Earlier this month, consumer group Which? said it had received multiple complaints from passengers who weren’t made aware of this rule, took compensation that left them out of pocket when they booked an alternative flight home, and some claimed they received no guidance at all from their airline following a cancellation.

Which? wrote to the CAA to highlight its concerns, naming both easyJet and British Airways in its correspondence.

‘Airline sector not been able to deliver’

Danni Hewson, AJ Bell financial analyst, said the airline sector “hasn’t done a great job” navigating its post-Covid return.

She said: “It wanted to take advantage of the surge in demand from consumers desperate for a foreign break – a bit of sun or a chance to reconnect with friends and family.

“But it has just not been able to deliver the kind of schedules required in time for those big holiday moments.”

Airlines have struggled with recruitment in the aftermath of the pandemic when thousands of pilots, cabin staff and ground staff were laid off after flights were all but grounded completely.

It has meant thousands of flights have had to be cancelled because there isn’t enough staff to operate them safely.

Last month, the Department for Transport and CAA wrote to airline and airport chief executives asking them to “review plans for the summer” to ensure expected passenger levels could be managed safely and minimise further disruption. Ministers subsequently implemented a slot amnesty programme to encourage airlines to remove flights from their schedules with no penalty.

Earlier this month Heathrow Airport told airlines not to sell any more flights departing before 11 September as it imposed an immediate cap on the number of passengers flying out to 100,000 a day.

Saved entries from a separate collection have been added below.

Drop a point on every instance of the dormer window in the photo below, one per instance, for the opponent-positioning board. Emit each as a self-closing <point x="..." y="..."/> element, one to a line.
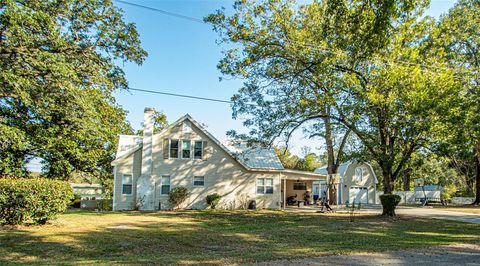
<point x="187" y="127"/>
<point x="186" y="149"/>
<point x="198" y="150"/>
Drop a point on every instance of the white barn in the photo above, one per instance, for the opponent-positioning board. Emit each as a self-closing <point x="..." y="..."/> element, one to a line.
<point x="357" y="182"/>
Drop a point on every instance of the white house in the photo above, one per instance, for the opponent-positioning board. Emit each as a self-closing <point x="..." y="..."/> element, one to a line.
<point x="184" y="154"/>
<point x="357" y="182"/>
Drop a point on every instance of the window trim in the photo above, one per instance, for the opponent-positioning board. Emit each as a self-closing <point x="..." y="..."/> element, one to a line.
<point x="170" y="149"/>
<point x="201" y="150"/>
<point x="181" y="150"/>
<point x="264" y="186"/>
<point x="199" y="185"/>
<point x="169" y="185"/>
<point x="131" y="184"/>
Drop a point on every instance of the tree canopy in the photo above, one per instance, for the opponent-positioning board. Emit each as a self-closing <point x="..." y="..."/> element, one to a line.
<point x="59" y="67"/>
<point x="350" y="66"/>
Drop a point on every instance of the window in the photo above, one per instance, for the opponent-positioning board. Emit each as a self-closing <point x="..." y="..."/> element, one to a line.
<point x="265" y="186"/>
<point x="358" y="174"/>
<point x="198" y="150"/>
<point x="299" y="186"/>
<point x="165" y="185"/>
<point x="186" y="145"/>
<point x="187" y="127"/>
<point x="127" y="184"/>
<point x="199" y="181"/>
<point x="174" y="148"/>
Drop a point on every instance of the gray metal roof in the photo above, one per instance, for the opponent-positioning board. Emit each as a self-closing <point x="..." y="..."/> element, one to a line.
<point x="256" y="157"/>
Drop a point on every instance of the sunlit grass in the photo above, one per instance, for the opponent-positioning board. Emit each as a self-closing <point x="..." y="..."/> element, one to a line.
<point x="217" y="237"/>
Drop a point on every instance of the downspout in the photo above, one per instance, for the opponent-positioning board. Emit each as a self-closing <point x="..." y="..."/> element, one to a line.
<point x="114" y="207"/>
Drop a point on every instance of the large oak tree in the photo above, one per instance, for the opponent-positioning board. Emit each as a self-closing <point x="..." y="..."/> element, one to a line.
<point x="58" y="69"/>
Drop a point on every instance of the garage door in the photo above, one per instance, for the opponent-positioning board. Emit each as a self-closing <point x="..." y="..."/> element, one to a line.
<point x="359" y="195"/>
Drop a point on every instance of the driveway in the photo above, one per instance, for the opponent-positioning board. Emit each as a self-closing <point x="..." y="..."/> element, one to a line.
<point x="429" y="212"/>
<point x="457" y="254"/>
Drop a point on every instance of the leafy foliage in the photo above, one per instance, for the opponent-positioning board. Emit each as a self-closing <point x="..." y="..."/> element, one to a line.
<point x="389" y="203"/>
<point x="33" y="200"/>
<point x="177" y="196"/>
<point x="58" y="70"/>
<point x="213" y="200"/>
<point x="335" y="67"/>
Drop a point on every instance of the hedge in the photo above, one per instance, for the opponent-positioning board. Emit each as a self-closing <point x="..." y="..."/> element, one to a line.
<point x="33" y="201"/>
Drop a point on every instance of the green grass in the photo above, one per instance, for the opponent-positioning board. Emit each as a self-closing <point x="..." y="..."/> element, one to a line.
<point x="219" y="237"/>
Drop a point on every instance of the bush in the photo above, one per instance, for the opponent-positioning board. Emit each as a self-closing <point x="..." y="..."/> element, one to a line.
<point x="33" y="200"/>
<point x="177" y="196"/>
<point x="213" y="199"/>
<point x="389" y="203"/>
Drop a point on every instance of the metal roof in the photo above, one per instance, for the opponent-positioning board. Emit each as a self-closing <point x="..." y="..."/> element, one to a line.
<point x="255" y="157"/>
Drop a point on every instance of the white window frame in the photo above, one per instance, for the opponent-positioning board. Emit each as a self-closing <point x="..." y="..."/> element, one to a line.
<point x="264" y="186"/>
<point x="199" y="185"/>
<point x="359" y="178"/>
<point x="170" y="148"/>
<point x="181" y="150"/>
<point x="131" y="184"/>
<point x="169" y="184"/>
<point x="201" y="150"/>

Gatwick Airport set a daily passenger number cap several weeks before that.

Hewson added: “Images of queuing families, social media posts full of horror stories of people left stranded or getting cancellation emails on their way to the airport just hours before they were due to depart have left a bitter taste.”

The CMA and CAA’s letter cautioned that any repeat this summer could force them to take action, warning airlines they need to think ahead and take responsibility for customers who might not have the cash or the ability to get themselves where they need to go.

“Compensation must be paid quickly, and arbitrary limits shouldn’t be set on levels of compensation, plus travellers need to be kept well informed of cancellation policy and not find themselves struggling to pore over the small print,” Hewson said.

“It’s about transparency and boosting confidence, both things which are in airlines best interests.”